The worst thing is not to pre-plan anything, then get divorced at once and find yourself in a completely new situation with no preparations. But there's nothing that prevents either partner from being proactive regarding this. The law doesn't need to enforce any hand-holding here: it's not the fifties anymore. Most people, both men and women, have their own career and get married as adults and divorce as adults.

odiroot|4 years ago

> i get it but in reality in many families someone is sacrificing their career for the family unit.

Is this some "western developed country" thing that I just don't get?

All throughout my childhood, both of my parents had to work. Otherwise they wouldn't have been able to support me and my sister. But I was growing up in an (post-) communist state and it was quite the norm.

It had nothing to do with ambitions or building your career, just pure economics.

tsol|4 years ago

Agreed, this seems like an older relic.
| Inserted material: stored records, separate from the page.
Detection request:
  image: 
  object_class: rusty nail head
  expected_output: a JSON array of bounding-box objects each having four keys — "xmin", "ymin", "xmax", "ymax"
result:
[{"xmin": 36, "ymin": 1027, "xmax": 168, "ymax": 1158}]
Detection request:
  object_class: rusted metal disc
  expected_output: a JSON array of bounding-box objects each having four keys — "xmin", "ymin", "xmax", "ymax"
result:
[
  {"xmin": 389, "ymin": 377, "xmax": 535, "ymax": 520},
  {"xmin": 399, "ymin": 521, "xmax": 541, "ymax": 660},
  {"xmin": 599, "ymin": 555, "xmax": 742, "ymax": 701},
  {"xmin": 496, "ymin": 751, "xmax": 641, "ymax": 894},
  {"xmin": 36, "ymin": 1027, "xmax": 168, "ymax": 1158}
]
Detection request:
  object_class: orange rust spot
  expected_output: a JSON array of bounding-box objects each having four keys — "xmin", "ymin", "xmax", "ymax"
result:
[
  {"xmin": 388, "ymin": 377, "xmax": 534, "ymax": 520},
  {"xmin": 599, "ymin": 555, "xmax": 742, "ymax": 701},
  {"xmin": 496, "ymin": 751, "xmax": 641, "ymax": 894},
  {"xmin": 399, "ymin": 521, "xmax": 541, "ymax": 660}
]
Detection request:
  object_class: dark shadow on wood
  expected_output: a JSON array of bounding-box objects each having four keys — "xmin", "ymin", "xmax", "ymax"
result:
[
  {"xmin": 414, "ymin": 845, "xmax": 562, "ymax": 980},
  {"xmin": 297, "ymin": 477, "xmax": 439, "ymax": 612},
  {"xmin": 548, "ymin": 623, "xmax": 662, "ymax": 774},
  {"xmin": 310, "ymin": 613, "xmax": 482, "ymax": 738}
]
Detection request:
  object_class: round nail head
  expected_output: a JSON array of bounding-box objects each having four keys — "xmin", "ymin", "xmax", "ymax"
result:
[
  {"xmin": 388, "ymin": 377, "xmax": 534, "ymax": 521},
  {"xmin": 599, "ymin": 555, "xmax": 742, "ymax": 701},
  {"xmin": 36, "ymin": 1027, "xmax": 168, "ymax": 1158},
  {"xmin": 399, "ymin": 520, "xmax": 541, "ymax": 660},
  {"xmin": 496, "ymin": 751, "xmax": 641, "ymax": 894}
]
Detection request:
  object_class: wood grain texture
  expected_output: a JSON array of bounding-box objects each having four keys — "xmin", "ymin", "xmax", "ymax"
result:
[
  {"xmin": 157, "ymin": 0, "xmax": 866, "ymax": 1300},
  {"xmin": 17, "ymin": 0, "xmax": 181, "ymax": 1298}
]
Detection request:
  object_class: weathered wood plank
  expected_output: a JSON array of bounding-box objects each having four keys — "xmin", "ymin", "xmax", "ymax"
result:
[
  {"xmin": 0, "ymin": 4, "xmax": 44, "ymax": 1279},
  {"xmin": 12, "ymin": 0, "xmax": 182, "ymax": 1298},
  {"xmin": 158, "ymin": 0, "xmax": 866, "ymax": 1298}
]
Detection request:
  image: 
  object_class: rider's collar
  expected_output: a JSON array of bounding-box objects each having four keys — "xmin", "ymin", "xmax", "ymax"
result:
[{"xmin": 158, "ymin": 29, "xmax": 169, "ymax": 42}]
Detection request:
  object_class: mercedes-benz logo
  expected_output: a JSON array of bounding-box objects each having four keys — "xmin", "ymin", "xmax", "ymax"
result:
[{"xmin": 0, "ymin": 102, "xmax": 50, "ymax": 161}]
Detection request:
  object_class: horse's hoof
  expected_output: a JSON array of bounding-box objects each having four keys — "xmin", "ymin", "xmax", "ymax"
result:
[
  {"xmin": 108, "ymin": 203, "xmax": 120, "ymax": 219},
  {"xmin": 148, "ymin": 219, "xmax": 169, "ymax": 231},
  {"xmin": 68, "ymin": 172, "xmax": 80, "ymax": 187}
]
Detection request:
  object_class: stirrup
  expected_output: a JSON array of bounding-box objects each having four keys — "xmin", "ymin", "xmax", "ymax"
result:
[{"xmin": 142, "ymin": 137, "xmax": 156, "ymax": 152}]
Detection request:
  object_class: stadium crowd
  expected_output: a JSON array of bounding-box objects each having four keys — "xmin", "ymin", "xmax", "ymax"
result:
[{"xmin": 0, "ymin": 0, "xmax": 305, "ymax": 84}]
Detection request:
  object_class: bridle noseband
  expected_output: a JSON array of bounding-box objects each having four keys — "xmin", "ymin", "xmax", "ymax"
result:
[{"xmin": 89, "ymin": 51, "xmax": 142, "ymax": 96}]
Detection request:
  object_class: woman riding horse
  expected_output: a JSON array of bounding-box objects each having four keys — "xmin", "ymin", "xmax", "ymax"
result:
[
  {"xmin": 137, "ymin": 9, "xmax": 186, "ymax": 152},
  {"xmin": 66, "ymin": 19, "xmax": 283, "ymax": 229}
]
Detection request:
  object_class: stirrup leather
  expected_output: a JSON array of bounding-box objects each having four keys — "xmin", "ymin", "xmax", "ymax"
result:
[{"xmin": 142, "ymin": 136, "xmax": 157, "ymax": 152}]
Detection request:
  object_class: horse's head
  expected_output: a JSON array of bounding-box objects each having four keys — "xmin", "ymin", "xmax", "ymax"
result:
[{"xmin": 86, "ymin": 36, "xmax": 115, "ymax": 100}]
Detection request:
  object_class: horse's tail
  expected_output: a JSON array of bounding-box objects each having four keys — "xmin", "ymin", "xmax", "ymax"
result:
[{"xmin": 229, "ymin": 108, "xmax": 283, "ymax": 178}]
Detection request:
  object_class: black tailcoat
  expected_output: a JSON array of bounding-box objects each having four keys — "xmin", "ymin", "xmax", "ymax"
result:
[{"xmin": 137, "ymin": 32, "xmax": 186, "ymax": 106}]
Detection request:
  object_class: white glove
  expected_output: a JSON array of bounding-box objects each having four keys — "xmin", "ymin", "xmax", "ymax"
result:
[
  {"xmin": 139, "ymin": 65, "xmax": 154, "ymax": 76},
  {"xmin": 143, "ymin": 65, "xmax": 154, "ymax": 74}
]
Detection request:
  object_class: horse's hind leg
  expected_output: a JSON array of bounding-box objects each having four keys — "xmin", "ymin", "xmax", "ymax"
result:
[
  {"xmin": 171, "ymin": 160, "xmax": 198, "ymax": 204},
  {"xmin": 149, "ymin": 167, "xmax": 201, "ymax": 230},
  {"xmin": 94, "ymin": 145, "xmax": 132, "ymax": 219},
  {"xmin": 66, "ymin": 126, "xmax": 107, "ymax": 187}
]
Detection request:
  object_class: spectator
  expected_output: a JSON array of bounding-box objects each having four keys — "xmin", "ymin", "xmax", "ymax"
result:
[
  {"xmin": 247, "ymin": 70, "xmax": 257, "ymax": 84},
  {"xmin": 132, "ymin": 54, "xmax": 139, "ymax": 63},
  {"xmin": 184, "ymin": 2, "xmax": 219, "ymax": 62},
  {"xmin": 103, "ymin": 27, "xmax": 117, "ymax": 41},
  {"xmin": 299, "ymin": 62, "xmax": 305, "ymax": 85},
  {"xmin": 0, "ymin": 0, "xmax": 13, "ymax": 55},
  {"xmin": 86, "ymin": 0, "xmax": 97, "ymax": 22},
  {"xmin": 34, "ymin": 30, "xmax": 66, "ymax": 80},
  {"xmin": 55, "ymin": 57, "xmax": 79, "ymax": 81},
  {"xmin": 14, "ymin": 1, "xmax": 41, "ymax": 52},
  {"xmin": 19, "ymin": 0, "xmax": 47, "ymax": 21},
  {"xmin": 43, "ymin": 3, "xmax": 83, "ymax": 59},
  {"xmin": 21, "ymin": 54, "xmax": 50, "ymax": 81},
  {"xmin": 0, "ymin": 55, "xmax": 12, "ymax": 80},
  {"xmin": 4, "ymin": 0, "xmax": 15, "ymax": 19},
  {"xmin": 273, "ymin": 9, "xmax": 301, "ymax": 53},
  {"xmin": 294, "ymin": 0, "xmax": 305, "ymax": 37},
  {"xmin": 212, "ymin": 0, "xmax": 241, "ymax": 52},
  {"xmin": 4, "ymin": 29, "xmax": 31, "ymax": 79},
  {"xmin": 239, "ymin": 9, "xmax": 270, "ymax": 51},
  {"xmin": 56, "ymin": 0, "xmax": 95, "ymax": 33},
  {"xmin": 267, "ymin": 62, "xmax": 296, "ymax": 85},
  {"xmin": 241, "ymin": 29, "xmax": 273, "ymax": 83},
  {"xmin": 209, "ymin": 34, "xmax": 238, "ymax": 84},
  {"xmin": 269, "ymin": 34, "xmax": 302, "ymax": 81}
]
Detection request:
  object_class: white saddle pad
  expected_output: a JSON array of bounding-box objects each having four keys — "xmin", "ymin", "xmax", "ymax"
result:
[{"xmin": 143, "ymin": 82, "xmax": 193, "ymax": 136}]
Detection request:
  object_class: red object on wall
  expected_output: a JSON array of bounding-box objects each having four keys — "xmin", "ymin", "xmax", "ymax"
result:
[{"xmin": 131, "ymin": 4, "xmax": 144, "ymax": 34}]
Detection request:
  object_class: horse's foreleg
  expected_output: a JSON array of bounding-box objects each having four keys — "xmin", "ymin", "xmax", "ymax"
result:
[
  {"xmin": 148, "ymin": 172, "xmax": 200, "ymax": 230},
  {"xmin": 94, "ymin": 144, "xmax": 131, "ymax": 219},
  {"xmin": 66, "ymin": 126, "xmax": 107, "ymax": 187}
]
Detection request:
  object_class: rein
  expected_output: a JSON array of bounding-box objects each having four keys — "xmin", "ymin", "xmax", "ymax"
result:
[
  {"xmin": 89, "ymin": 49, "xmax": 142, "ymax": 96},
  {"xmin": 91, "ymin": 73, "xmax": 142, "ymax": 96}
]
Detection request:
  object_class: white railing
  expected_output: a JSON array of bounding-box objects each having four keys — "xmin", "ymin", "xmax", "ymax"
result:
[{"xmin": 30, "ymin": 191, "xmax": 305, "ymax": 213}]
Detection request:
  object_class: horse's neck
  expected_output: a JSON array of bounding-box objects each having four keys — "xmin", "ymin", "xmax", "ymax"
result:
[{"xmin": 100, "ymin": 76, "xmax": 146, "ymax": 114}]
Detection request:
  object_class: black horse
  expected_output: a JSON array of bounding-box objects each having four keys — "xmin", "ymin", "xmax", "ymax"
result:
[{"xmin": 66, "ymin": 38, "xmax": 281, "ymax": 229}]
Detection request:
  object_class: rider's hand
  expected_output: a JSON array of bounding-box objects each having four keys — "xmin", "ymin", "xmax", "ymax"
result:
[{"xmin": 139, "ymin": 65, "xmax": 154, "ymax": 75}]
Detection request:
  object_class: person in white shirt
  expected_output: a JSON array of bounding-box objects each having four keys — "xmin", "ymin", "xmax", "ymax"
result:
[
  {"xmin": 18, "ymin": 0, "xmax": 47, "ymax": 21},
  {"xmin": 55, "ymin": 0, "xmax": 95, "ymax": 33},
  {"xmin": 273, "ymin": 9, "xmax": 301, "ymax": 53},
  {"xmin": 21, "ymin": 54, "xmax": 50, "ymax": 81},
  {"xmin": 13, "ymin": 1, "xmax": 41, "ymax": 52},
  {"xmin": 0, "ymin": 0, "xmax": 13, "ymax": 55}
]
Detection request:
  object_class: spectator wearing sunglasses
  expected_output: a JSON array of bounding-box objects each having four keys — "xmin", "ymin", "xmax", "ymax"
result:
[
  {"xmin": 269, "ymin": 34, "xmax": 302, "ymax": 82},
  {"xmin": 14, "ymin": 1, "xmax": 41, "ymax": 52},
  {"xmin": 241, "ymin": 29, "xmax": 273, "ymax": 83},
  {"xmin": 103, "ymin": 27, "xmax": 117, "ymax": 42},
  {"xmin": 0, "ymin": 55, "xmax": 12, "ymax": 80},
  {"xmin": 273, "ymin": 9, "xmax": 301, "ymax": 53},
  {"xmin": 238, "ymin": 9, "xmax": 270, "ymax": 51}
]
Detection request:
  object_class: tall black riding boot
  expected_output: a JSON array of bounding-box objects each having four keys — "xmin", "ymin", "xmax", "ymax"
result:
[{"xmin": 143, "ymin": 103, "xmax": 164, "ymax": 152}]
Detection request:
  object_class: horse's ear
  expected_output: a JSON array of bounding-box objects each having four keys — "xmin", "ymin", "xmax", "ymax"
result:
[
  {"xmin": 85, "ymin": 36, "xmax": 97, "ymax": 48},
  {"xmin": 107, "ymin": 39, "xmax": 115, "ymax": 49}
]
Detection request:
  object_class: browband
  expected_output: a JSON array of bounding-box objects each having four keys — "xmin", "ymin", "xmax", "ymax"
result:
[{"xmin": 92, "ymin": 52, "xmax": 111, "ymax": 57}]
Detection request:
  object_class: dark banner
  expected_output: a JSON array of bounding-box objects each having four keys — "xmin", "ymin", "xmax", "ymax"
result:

If anything you see this situation more often in non- western countries where women aren't as involved in the workforce. In America, for example, it's not uncommon that not only do both spouses work, but they both must work to support the family. The assumption that one spouse is unable to work feels like a rather dated convention. I'm not saying it doesn't happen, it certainly does, but it's no longer the default.

Leherenn|4 years ago

Who took care of you? Given it's an ex-communist country, I wouldn't be surprised if child care was cheap/free.

Here in Switzerland, "full-time childcare costs are around two-thirds of an average Swiss salary" apparently, so quite often people prefer to do it themselves rather than work mostly to pay someone to take care of their child.